Neither of them is found
in any very early MS., but their subject-matter certainly goes back to
very primitive times.
_The Secret of Labra_ is taken from Keating's FORUS FEASA AR EIRINN,
edited with translation by the Rev. P.S. Dineen for the Irish Texts
Society, vol. i. p. 172.
_The Carving of mac Datho's Boar_. This is a clean, fierce, fighting
story, notable both for its intensely dramatic _denouement_, and for
the complete absence from it of the magical or supernatural element
which is so common a feature in Gaelic tales. It has been edited and
translated from one MS. by Dr Kuno Meyer, in _Hibernica Minora_
(ANECDOTA OXONIENSIA), 1894, and translated from THE BOOK OF LEINSTER
(twelfth century) in Leahy's HEROIC ROMANCES.

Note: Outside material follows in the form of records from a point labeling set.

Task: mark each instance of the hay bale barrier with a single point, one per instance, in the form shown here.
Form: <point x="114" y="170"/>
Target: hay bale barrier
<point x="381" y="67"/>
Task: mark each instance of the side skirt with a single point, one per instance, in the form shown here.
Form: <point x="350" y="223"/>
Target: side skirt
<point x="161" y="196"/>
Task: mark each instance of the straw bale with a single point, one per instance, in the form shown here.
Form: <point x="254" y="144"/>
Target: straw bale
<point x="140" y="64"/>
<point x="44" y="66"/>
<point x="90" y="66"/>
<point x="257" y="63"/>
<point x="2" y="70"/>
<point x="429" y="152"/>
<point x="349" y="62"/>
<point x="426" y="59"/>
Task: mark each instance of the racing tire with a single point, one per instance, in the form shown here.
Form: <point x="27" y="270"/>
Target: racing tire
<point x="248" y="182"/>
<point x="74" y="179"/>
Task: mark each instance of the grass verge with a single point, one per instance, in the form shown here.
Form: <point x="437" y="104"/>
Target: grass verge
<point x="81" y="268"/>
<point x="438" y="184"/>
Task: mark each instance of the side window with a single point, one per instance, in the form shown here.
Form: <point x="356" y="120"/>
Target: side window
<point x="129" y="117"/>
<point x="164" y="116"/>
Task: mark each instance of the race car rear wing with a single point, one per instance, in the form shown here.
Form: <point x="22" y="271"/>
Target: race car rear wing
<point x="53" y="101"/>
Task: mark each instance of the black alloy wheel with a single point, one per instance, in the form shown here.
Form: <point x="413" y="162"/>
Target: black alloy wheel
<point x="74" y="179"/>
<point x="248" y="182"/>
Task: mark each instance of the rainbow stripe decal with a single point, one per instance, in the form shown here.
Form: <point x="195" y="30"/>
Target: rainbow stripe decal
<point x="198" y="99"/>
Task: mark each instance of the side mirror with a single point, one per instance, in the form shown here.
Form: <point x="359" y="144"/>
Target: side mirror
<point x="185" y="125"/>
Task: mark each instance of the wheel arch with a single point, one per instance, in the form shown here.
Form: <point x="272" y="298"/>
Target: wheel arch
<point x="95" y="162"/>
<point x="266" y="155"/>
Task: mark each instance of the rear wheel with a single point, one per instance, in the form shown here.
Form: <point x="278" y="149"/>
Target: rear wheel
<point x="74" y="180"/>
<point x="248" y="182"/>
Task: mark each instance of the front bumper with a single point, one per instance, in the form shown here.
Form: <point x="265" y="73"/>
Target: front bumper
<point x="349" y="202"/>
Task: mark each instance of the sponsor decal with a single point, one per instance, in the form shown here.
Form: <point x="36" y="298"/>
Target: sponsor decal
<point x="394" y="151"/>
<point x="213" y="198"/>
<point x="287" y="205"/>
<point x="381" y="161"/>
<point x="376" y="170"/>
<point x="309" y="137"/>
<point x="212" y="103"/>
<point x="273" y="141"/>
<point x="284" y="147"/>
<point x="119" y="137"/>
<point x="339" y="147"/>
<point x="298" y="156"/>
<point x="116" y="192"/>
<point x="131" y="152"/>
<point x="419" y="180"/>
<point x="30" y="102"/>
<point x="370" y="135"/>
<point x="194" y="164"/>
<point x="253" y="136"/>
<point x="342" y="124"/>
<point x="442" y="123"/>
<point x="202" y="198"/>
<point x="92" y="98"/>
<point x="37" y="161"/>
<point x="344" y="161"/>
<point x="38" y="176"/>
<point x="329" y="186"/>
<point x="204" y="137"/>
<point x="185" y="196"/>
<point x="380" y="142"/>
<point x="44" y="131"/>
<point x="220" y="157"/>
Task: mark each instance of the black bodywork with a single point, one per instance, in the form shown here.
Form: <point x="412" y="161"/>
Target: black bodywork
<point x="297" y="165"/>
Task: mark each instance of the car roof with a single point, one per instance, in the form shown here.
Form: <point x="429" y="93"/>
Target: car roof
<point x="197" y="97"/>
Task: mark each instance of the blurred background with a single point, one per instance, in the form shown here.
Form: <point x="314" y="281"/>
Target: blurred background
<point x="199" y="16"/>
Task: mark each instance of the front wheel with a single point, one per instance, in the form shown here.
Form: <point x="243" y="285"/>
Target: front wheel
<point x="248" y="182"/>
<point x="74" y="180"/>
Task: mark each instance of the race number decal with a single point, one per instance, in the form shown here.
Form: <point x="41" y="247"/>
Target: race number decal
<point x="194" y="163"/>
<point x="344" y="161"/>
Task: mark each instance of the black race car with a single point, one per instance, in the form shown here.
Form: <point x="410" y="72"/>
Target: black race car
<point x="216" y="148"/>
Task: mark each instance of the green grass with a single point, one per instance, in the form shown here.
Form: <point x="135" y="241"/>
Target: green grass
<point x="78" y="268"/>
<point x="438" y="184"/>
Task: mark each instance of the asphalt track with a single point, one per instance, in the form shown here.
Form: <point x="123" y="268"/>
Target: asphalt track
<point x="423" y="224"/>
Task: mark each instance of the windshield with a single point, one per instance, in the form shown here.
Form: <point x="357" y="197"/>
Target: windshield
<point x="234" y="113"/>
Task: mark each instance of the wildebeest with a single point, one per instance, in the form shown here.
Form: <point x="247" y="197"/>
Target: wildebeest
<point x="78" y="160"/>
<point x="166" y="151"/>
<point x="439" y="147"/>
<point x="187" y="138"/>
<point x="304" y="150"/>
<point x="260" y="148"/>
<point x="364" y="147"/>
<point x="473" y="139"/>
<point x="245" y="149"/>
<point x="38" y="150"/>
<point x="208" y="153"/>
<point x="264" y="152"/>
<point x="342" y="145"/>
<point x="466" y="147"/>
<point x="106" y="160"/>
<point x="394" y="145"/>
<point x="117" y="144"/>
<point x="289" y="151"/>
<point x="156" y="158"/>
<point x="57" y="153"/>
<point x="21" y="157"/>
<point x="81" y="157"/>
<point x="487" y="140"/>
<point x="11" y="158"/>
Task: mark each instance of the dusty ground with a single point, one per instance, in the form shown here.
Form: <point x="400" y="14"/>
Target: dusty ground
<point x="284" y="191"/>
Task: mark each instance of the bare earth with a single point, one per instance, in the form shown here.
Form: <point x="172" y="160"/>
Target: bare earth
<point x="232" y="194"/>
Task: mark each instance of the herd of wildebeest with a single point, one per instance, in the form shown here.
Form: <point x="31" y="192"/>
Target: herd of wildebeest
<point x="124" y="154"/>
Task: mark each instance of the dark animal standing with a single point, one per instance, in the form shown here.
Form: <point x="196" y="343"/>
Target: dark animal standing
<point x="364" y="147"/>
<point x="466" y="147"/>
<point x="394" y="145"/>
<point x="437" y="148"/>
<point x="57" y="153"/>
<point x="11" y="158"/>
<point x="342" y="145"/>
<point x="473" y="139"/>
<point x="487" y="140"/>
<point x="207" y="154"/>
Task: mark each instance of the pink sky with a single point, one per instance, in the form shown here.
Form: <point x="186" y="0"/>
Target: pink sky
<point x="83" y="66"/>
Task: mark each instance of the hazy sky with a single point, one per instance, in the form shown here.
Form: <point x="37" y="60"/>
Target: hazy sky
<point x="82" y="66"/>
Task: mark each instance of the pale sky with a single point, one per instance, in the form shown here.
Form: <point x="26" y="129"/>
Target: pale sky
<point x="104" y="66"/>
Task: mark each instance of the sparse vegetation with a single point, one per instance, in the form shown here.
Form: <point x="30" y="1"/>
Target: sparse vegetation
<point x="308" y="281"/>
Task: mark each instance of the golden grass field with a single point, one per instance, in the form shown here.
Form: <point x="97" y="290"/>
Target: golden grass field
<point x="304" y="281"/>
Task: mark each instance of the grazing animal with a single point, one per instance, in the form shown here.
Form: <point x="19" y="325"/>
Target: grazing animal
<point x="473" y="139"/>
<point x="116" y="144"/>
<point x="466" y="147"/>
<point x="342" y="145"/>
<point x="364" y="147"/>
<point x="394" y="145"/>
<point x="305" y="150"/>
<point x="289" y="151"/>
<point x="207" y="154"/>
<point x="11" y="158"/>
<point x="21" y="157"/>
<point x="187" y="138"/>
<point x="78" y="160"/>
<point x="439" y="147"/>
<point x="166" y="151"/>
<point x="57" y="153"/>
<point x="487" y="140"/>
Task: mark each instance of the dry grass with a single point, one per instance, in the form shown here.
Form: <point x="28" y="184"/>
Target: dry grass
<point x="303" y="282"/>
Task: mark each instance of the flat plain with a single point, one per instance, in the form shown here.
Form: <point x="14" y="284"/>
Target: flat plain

_The Vengeance of Mesgedra_. This story, as I have given it, is a
combination of two tales, _The Siege of Howth_ and _The Death of King
Conor_. The second really completes the first, though they are not
found united in Irish literature. Both pieces are given in O'Curry's
MS. MATERIALS OF IRISH HISTORY, and Miss Hull has printed translations
of them in her CUCHULLIN SAGA, the translation of the _Siege_ being by
Dr Whitly Stokes and that of the _Death of Conor_ by O'Curry. These
are very ancient tales and contain a strong barbaric element.